The primary outcome was inter-reader reliability via intraclass correlation (ICC) and the kappa statistic. We also assessed the diagnostic accuracy of PI-RADS scoring for detecting csPCa for both cohorts via receiver operator characteristics (ROC) analysis and compared these findings using paired-sample area difference under curve analysis.

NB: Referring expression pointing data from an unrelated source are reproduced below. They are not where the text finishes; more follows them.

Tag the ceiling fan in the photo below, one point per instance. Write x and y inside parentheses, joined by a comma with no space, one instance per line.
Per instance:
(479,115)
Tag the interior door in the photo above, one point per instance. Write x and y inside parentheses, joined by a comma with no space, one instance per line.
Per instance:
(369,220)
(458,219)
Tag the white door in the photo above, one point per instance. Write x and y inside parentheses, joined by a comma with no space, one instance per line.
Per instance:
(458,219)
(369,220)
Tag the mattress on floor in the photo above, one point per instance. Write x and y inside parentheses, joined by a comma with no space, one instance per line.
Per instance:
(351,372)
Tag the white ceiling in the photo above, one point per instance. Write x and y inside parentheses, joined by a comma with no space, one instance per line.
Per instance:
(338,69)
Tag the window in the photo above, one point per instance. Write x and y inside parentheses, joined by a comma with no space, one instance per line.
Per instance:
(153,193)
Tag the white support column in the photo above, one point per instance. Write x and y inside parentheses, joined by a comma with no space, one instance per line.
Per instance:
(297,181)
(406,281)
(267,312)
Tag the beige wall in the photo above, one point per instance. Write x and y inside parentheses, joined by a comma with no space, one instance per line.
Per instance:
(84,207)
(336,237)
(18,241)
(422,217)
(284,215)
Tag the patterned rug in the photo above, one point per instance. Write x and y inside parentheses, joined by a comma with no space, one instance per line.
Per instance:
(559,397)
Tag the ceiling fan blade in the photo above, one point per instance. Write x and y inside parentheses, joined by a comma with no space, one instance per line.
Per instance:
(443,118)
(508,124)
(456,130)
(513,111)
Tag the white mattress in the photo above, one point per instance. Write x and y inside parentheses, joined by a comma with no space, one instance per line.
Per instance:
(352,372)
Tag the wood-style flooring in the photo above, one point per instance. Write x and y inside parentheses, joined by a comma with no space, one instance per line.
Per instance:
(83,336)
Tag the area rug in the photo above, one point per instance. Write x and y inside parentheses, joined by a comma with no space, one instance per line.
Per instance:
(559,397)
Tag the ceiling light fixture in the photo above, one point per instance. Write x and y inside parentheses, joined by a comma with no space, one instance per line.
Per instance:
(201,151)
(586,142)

Inter-reader agreement and reliability of PI-RADS scoring per lesion was generally poor (absolute agreement ICC = 0.393, 95% CI: 0.288-0.488; consistency ICC = 0.407, 95% CI: 0.308-0.497; kappa = 0.336, 95% CI: 0.267-0.406). Reliability results from studies obtained after the publication of PI-RADSv2.1 were similar to those of the overall analysis. No agreement was observed in the subgroup of lesions scored as PIRADS 3 by community interpreters. No statistically significant difference in diagnostic accuracy was observed between cohorts (ROC area under curve [AUC]: 0.759 vs. 0.785, respectively; P = 0.337). PI-RADS 3 was determined to be the optimal cutoff for detecting clinically significant disease in both cohorts.

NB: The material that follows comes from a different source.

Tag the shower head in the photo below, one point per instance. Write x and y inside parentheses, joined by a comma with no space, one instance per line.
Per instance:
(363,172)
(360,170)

Our results suggest that mpMRI diagnostic accuracy for detecting csPCa is not significantly different between academic and community practices. However, significantly poor reliability of mpMRI was observed between cohorts, suggesting the risk of introducing practice variation for community prostate cancer management. Variability, particularly for PI-RADS 3 lesions, can lead to inconsistent biopsy recommendations, which may result in missed csPCa or unnecessary biopsies.
前列腺影像报告和数据系统(PI-RADS)评分指南的制定是为了解决前列腺癌(PCa)多参数磁共振成像(mpMRI)结果解读和报告中存在的显著差异,随后的更新旨在进一步提高阅片者之间的可靠性。尽管如此,在实际临床环境中PI-RADS评分的变异性可能仍然是前列腺mpMRI广泛标准化的持续挑战,并限制其整体临床效益。
为评估PCa的mpMRI解读和报告的变异性,我们评估了社区医疗机构与三级学术医疗中心之间PI-RADS评分的差异。
设计、设置和参与者:我们从非学术机构中识别出262例mpMRI研究,于2016年1月至2022年7月间由我院放射科医生重新解读。其中193例患者的靶向MRI融合活检结果得以确定,共计302个病灶。除了在靶向穿刺核心的病理分析中确定是否存在临床显著性PCa(csPCa)外,还记录了社区和学术解读人员的PI-RADS评分。
主要结局是通过组内相关系数(ICC)和kappa统计量评估阅片者间的可靠性。我们还通过受试者操作特征(ROC)分析评估了两个队列中PI-RADS评分检测csPCa的诊断准确性,并使用曲线下配对样本面积差异分析比较了这些结果。
每个病灶的PI-RADS评分的阅片者间一致性和可靠性总体较差(绝对一致性ICC = 0.393,95%CI:0.288 - 0.488;一致性ICC = 0.407,95%CI:0.308 - 0.497;kappa = 0.336,95%CI:0.267 - 0.406)。PI-RADSv2.1发布后获得的研究的可靠性结果与总体分析结果相似。在社区解读人员评为PIRADS 3的病灶亚组中未观察到一致性。队列之间在诊断准确性上未观察到统计学显著差异(ROC曲线下面积[AUC]:分别为0.759和0.785;P = 0.337)。PI-RADS 3被确定为两个队列中检测临床显著性疾病的最佳临界值。
我们的结果表明,在学术机构和社区医疗机构中,mpMRI检测csPCa的诊断准确性没有显著差异。然而,队列之间观察到mpMRI的可靠性显著较差,这表明在社区前列腺癌管理中引入实践差异的风险。变异性,特别是对于PI-RADS 3级病灶,可能导致活检建议不一致,这可能导致漏诊csPCa或不必要的活检。